Solicitors can carry out ‘non-reserved’ legal work from within a business not regulated by a legal services regulator

The Legal Services Act 2007 defines certain work as ‘reserved legal activities’. These are:

  • exercising rights of audience,Changes to SRA Rules and Accounts Rules
  • conducting litigation,
  • preparing certain documents relating to probate and conveyancing,
  • acting as a notary, and
  • administering oaths.


If an individual or firm is not authorised by, and subject to, the regulatory arrangements of a legal services regulator under the Act, they cannot perform the above services. Other legal advice or activities (referred to as unreserved activities) – can be delivered by people who are not subject to regulation, particular qualifications or training.

The SRA recognises that not only are people increasingly using services outside of legal services regulation, but that consumer protection law has advanced considerably since the current regulatory model was developed in the 1970s. In addition, the SRA knows that many owners and managers of its regulated firms are not solicitors or lawyers, and multi-disciplinary practices can be made up of solicitors and other business professionals, such as accountants.

From November 2019, solicitors can carry out ‘non-reserved’ legal work from within a business not regulated by a legal services regulator.

In a press release , Anna Bradley, Chair of the SRA Board, said:

“Our new regulations place a sharp focus on the high professional standards that we and the public expect, while allowing solicitors greater freedom in how they deliver their services.

“By stripping away outdated and unnecessary rules and giving solicitors more flexibility to design and deliver their services around their clients, our new regulations are designed to help people access a wide range of high quality services with the confidence that proper protections are in place. That can only be good for both the public and the profession.”

Allowing Solicitors to provide reserved legal services on a freelance basis

One of the most controversial elements of the reforms is the allowing of solicitors to work on a freelance basis without indemnity insurance. According to the Law Society Gazette:

“From November, only SRA-authorised bodies and their principals will need to hold professional indemnity insurance that meets the regulator’s minimum terms and conditions.
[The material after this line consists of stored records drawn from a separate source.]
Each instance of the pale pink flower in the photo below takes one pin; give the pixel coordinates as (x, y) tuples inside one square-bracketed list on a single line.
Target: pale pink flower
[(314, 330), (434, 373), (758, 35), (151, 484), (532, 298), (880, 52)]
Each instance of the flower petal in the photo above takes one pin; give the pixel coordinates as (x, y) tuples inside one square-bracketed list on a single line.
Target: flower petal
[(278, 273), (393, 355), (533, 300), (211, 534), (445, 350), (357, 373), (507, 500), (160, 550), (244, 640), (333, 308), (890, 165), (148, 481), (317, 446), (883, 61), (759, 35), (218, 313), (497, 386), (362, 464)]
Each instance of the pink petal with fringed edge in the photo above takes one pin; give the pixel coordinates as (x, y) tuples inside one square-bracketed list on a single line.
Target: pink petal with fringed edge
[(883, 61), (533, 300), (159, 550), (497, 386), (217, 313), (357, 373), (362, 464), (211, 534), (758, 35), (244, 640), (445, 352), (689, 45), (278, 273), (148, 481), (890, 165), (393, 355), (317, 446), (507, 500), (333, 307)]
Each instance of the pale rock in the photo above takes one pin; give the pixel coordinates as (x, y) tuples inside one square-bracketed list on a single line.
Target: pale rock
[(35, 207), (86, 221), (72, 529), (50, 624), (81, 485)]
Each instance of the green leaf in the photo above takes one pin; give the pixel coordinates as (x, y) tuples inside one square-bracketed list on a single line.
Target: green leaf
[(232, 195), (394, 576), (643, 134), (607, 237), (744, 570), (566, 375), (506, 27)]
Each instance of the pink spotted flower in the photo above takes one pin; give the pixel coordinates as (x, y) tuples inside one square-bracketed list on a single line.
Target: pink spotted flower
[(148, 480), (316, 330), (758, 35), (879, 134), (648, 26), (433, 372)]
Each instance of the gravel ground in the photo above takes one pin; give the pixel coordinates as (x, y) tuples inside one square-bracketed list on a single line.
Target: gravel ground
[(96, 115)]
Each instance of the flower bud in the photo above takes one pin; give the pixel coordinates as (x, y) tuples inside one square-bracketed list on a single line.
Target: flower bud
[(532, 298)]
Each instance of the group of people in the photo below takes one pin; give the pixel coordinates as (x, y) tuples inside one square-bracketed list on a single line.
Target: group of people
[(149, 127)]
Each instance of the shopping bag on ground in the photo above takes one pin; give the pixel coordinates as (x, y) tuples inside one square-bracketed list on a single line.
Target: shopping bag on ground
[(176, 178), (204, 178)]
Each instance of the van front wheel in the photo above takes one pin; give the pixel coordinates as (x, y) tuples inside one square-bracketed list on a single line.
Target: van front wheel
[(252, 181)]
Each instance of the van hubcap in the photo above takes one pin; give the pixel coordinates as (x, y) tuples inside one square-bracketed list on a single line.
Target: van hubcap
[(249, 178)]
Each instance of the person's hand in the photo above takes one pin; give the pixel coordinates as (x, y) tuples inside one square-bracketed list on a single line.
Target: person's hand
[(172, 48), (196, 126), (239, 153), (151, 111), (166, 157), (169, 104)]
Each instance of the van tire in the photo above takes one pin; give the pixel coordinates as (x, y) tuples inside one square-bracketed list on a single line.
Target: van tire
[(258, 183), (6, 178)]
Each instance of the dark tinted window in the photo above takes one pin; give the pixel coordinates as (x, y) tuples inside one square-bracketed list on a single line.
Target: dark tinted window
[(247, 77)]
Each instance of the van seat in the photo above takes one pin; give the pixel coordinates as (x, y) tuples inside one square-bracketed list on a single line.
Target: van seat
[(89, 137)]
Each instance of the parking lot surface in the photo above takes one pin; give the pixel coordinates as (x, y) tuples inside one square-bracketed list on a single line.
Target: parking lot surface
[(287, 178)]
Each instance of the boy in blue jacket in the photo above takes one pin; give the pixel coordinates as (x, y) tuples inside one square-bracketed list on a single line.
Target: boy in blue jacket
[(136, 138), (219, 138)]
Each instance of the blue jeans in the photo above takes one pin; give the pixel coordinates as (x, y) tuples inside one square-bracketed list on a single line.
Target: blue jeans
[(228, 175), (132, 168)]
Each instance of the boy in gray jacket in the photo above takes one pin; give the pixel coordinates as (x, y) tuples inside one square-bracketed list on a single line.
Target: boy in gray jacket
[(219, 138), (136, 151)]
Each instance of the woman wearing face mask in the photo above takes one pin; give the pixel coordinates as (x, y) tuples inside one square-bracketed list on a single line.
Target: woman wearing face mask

There is no requirement in the proposals for solicitors who provide unreserved legal activities to hold any PII, while solicitors providing reserved activities must take out ‘adequate and appropriate’ cover.”

The Law Society has many concerns regarding the changes to freelance solicitors’ insurance requirements, stating it may lead to clients being confused and disadvantaged.

The SRA reforms will take time to bed in and it may be many months before we see the consequences of the changes.